17 Jahre und 158 Siege im Profi-Radsport: Erfolge, Leidenschaft, hartes Training – all das ist plötzlich vorbei. Was bleibt, wenn die aktive Sportlerkarriere zu Ende geht? André Greipel, der erfolgreichste deutsche Radrennfahrer, steht an der Schwelle zwischen Sport und Business. 2021 stieg er als Profi zum letzten Mal vom Sattel. Was ist seitdem passiert? Wie schaut er heute auf seinen sportlichen Ruhestand? Und was raten Vorbilder wie Erik Zabel, die diesen Weg bereits gegangen sind?

Im Sports Maniac Podcast sprechen wir mit André Greipel über die Karriere nach der Karriere im Profisport – sowohl persönlich als auch strukturell. Es geht darum, wie schwierig es war, in „Rente“ zu gehen, sich weiterhin täglich zu motivieren, wenn man ausgesorgt hat und wie er dem Radsport auch zukünftig treu bleiben möchte.

Wenn man sieht, wie viele Fans es dort draußen gibt, die Radsport gucken und wie viel Fernsehgelder dort auch unterwegs sind. Der Radsport bekommt von dem Kuchen sehr wenig ab, mitunter gar nichts. Dann ist da meiner Meinung nach etwas falsch gelaufen oder einfach falsch verteilt.
– André Greipel über die finanziellen Mittel des Radsports

André gibt Einblicke, welche Relevanz soziale Medien für die moderne Vermarktung von Athleten haben. Gerade im Vergleich zum durchvermarkteten Fußball zeigen sich deutliche (finanzielle) Unterschiede im Radsport. Mehr dazu im Gespräch.

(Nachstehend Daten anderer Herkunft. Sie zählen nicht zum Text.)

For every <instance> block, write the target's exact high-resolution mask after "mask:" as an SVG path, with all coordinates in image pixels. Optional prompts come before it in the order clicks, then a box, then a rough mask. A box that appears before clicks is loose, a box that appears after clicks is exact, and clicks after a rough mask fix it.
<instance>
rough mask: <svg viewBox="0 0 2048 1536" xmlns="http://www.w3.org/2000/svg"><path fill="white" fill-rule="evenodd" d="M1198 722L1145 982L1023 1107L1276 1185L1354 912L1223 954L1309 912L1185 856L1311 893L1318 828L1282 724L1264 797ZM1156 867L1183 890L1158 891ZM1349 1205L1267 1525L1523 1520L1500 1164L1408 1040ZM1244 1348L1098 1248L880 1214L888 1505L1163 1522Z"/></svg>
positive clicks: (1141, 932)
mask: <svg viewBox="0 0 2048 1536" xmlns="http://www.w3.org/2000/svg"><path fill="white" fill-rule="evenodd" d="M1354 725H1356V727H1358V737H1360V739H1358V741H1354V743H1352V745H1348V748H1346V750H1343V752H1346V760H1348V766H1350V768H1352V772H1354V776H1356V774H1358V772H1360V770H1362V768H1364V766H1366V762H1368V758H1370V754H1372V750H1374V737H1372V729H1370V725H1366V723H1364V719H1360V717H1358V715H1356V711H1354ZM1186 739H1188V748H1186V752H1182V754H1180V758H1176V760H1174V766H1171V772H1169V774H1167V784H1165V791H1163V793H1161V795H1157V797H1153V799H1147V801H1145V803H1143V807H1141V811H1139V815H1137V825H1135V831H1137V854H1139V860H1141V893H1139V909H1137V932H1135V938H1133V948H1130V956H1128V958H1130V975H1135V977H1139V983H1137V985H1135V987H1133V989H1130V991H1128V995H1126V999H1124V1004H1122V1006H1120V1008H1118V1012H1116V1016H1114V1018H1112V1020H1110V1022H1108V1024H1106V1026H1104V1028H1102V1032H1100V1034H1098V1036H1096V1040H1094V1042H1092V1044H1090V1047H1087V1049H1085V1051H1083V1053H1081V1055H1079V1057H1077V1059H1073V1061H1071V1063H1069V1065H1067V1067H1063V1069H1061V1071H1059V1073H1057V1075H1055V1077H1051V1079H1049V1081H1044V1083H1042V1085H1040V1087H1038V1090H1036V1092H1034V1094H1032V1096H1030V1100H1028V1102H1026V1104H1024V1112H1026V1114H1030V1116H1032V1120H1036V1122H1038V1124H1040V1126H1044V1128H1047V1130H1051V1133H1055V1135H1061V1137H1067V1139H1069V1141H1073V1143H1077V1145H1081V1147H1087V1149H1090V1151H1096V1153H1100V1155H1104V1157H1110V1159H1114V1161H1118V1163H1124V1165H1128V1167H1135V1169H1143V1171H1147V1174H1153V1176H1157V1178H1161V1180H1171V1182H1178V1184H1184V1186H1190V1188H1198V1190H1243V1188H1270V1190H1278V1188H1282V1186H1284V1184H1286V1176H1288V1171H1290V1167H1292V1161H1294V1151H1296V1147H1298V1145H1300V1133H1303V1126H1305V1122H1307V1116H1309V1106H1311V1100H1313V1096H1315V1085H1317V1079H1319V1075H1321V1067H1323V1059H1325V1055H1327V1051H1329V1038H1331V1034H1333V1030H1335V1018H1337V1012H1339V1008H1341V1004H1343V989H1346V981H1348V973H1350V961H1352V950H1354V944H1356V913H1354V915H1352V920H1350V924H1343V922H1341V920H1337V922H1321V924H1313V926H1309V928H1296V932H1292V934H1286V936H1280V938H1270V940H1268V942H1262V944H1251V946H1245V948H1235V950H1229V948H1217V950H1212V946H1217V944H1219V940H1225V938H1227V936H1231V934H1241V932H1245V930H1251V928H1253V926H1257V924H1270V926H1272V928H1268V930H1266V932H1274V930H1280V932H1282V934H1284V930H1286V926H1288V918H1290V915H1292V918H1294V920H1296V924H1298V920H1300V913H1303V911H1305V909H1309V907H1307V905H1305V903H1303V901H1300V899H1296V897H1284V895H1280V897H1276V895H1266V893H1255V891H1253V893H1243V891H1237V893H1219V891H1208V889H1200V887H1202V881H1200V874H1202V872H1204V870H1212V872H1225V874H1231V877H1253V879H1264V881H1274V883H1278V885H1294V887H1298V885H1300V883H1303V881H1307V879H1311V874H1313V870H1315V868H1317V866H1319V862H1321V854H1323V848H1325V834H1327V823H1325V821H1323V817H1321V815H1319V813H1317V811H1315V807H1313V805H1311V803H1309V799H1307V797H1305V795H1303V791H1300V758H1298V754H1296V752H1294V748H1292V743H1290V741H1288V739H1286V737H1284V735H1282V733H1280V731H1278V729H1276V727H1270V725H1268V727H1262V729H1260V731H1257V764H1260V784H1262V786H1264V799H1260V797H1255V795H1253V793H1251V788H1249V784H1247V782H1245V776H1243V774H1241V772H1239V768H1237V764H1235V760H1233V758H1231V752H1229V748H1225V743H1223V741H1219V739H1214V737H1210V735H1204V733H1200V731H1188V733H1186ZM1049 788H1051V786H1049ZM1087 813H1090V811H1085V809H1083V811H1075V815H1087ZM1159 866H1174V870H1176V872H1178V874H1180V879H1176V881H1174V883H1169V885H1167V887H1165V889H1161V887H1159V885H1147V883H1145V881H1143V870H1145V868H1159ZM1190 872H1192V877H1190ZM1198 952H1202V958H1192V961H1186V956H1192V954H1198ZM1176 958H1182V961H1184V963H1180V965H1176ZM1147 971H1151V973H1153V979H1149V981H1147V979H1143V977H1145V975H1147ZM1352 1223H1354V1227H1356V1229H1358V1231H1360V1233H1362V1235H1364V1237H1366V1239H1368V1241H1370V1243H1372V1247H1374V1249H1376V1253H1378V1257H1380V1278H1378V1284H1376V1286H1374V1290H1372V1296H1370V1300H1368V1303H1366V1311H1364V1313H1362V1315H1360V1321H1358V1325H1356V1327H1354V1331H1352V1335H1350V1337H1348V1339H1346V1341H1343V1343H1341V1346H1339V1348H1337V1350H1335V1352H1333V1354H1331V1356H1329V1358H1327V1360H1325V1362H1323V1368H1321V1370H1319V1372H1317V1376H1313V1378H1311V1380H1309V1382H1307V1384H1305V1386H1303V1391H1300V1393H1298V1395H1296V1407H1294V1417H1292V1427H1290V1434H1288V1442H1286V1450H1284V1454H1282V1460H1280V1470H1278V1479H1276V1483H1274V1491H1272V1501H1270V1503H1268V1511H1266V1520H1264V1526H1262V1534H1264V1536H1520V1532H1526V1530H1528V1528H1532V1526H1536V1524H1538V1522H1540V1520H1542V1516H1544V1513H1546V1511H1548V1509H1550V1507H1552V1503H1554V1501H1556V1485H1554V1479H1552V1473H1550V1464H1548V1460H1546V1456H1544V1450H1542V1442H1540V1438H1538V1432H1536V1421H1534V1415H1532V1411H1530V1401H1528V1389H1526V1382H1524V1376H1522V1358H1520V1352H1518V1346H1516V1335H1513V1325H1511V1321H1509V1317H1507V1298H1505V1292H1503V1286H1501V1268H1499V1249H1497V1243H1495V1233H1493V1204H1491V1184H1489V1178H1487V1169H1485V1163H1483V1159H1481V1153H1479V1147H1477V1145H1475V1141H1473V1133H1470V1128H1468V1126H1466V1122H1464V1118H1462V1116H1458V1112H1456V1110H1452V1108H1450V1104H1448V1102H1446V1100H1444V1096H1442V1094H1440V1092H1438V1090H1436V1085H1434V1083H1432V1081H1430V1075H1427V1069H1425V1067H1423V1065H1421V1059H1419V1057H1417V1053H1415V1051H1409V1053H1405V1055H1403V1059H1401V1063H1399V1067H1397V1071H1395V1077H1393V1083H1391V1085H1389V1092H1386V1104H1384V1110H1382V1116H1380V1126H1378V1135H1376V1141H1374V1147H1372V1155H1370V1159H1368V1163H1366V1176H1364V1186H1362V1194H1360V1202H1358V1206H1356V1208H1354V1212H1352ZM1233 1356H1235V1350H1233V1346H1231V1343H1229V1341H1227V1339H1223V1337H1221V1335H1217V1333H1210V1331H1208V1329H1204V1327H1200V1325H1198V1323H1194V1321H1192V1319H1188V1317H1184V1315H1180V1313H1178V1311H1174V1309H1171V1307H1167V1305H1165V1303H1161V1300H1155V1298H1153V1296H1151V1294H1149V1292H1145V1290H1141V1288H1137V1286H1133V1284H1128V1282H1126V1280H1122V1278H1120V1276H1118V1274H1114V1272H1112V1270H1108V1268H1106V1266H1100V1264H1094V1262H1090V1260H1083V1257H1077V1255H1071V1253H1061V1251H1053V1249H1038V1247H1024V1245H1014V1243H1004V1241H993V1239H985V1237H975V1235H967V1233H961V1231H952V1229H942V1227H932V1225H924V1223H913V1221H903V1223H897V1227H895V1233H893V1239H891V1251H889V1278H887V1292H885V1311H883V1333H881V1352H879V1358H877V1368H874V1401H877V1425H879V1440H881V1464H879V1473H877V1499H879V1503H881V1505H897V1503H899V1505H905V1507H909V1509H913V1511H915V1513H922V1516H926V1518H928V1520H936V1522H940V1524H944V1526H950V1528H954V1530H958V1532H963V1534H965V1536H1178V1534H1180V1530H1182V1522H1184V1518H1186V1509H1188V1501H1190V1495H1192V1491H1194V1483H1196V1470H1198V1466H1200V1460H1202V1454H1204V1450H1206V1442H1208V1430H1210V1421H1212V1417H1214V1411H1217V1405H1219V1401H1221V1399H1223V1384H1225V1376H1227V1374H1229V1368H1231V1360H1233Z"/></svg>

Das sind die Podcast-Themen im Überblick

  • Wie schwer fällt es wirklich, in den sportlichen Ruhestand zu gehen? (01:46)
  • Über die strukturelle Lage des Radsports (04:13)
  • Was hat der Fußball, was dem Radsport fehlt (05:52)
  • Über die Umsetzung von Nachwuchs- und Frauenförderung im Profi-Radsport (8:08)
  • Social Media als Störfaktor? Welche Relevanz hat Instagram & Co. für Sportlerinnen und Sportler? (10:23)
  • Wie Kooperationen zwischen Sportlern und Marken ablaufen (13:02)
  • Leben nach dem Sport: Welche Eigenschaften helfen? (19:49)
  • Tipps für das Karriereende im Profisport (23:07)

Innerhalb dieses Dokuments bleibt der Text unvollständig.